The global coverage of ICCAs has been conservatively estimated to be comparable to that of governments’ protected areas, i.e. about 13% of the terrestrial surface of the planet. Globally, 400-800 million hectares of forest are owned/administered by communities, and land and resources in other ecosystems are also under community control. By no means are all of the areas under community control effectively conserved and secured (and therefore considered as “defined ICCAs”), but a substantial number are.

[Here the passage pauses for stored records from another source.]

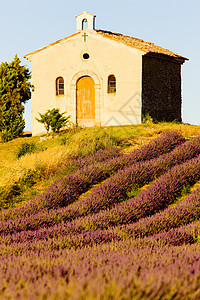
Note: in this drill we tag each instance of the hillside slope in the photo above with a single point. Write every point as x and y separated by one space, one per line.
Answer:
103 213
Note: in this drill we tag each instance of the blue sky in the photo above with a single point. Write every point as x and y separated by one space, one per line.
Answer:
173 24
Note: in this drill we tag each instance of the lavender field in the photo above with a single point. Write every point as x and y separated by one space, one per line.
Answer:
117 226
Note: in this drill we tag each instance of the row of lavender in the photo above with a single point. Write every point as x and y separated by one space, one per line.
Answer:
117 270
156 197
134 261
136 175
70 187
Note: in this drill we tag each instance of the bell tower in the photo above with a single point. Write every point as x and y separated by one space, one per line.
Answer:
85 21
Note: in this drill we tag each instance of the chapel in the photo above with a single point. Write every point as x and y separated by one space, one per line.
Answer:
103 78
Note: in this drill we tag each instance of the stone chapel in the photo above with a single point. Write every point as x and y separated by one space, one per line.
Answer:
102 78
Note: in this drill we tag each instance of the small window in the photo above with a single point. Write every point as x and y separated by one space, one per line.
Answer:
111 84
60 86
86 56
84 24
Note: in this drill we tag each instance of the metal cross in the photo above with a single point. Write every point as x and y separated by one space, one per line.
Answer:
85 37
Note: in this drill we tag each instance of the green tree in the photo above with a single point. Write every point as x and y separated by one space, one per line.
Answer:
15 91
53 120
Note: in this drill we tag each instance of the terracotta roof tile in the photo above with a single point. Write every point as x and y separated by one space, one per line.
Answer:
140 44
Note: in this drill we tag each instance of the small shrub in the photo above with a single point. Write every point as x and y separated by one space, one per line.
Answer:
26 147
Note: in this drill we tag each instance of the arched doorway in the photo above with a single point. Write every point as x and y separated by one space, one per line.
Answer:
85 101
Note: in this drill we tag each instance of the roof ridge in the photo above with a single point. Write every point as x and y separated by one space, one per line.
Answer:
140 44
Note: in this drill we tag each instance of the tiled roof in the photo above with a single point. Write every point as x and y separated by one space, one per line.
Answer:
147 47
138 44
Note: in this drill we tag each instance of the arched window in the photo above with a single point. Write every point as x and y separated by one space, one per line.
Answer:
59 86
84 24
111 84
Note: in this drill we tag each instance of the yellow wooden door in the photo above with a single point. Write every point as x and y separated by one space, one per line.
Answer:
85 101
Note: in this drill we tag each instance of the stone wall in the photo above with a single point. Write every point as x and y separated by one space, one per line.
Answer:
161 88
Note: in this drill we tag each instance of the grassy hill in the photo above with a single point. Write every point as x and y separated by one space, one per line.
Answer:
101 213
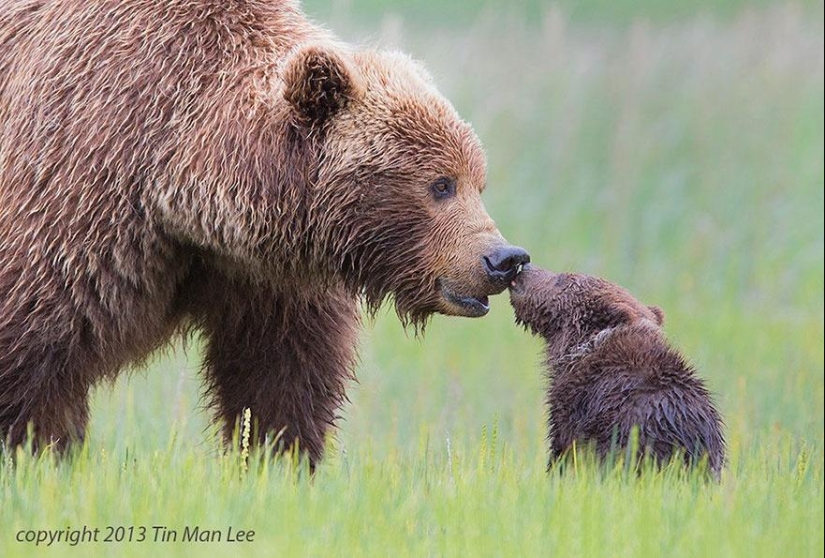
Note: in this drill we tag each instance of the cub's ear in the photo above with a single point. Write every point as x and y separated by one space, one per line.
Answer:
659 313
317 84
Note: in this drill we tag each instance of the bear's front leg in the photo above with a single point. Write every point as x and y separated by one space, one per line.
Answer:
286 357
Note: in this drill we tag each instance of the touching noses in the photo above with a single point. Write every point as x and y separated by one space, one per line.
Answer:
503 263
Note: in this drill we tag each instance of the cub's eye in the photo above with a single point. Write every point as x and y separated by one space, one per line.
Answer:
443 188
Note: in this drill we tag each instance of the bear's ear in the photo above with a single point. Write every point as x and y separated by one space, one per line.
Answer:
659 313
317 84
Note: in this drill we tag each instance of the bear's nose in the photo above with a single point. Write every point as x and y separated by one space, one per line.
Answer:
503 263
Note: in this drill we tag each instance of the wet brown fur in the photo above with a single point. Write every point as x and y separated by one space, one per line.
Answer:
610 370
226 166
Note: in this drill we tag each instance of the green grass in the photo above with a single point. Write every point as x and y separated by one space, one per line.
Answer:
682 159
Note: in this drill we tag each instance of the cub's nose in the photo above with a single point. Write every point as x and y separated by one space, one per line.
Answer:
503 263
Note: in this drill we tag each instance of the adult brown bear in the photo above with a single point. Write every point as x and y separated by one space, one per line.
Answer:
229 166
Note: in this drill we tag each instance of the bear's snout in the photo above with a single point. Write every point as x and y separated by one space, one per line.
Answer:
504 263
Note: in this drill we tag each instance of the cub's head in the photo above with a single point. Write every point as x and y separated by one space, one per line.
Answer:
397 198
568 309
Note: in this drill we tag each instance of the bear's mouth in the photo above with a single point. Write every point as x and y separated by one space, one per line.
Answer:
469 306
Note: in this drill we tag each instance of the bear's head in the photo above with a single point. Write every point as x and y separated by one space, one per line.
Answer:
571 310
397 184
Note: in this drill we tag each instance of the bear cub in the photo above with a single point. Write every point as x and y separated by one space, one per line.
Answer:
611 369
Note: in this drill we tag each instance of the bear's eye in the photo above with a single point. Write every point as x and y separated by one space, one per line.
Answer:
443 188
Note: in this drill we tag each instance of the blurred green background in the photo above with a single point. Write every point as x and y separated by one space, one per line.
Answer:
673 147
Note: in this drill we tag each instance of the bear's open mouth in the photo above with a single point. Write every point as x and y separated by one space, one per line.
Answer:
470 306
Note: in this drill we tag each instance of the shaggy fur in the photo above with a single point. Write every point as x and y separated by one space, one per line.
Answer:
226 166
610 369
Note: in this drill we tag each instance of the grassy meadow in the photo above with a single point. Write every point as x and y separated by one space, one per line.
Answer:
676 152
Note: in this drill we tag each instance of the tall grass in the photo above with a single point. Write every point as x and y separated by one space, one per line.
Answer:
680 158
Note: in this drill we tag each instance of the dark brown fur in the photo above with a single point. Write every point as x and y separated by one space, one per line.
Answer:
610 369
226 166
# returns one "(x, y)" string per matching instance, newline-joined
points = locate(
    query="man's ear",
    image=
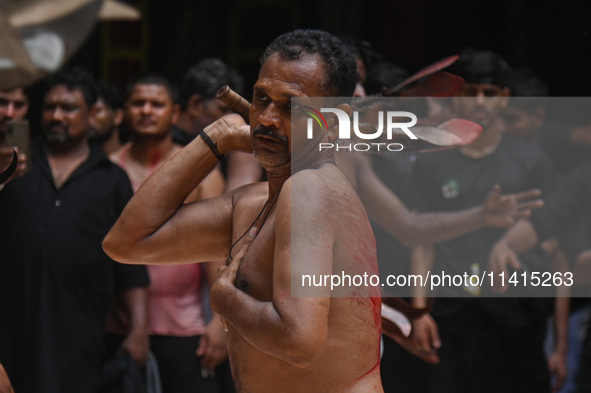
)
(117, 117)
(195, 105)
(505, 95)
(538, 116)
(333, 121)
(176, 111)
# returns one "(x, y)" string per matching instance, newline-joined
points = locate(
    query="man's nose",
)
(10, 110)
(480, 98)
(57, 114)
(147, 107)
(270, 116)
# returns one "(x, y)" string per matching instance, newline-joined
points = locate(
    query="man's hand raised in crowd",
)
(503, 211)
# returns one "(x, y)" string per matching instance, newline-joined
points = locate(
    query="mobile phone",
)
(18, 134)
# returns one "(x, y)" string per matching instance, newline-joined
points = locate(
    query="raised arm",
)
(386, 209)
(155, 227)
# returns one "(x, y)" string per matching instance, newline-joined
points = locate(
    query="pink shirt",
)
(175, 300)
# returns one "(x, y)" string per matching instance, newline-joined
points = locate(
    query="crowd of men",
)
(202, 233)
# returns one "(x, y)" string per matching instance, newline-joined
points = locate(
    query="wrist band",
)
(212, 145)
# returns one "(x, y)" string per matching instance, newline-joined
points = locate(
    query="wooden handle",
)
(234, 101)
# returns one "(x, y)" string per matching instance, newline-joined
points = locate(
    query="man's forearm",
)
(521, 237)
(159, 199)
(136, 303)
(293, 337)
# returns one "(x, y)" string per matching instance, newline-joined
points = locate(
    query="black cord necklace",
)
(256, 219)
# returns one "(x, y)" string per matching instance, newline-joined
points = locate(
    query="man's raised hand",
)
(504, 210)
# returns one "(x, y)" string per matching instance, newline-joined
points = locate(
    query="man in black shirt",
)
(482, 344)
(56, 283)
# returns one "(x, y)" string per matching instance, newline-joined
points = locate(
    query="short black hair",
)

Threats and challenges to ICCAs
ICCAs face critical threats and challenges to their continued existence and functioning, such as:DSCN0539

  • Land and water grabbing, especially, the expropriation of “the commons” through processes of nationalisation and privatisation of land and natural resources, expropriation for the development of large infrastructure projects (dams, ports, roads, etc.), and land encroachments by illegal settlers;
  • Inappropriate “development” interventions and the unsustainable use of renewable and non-renewable resources (timber, fauna, minerals, etc.) by powerful outsiders or community members under the influence of market forces and perverse incentives;
  • Undermining of traditional institutions by centralised political systems, whereby governments take over most of the relevant functions and powers;
  • Inappropriate development and educational models, religious intrusions, and externally-driven change of local value systems (acculturation);
  • Lack of appropriate recognition and lack of appropriate political, legal and economic support that hamper community efforts to conserve their territories and natural resources through traditional means (this may include rules imposed by national conservation schemes such as protected areas or payments for economic services);
  • External and internal conflicts, inequities and weak local institutions;
  • Environmental and socio-economic disasters related to climate change and other major socio-economic change outside of local control.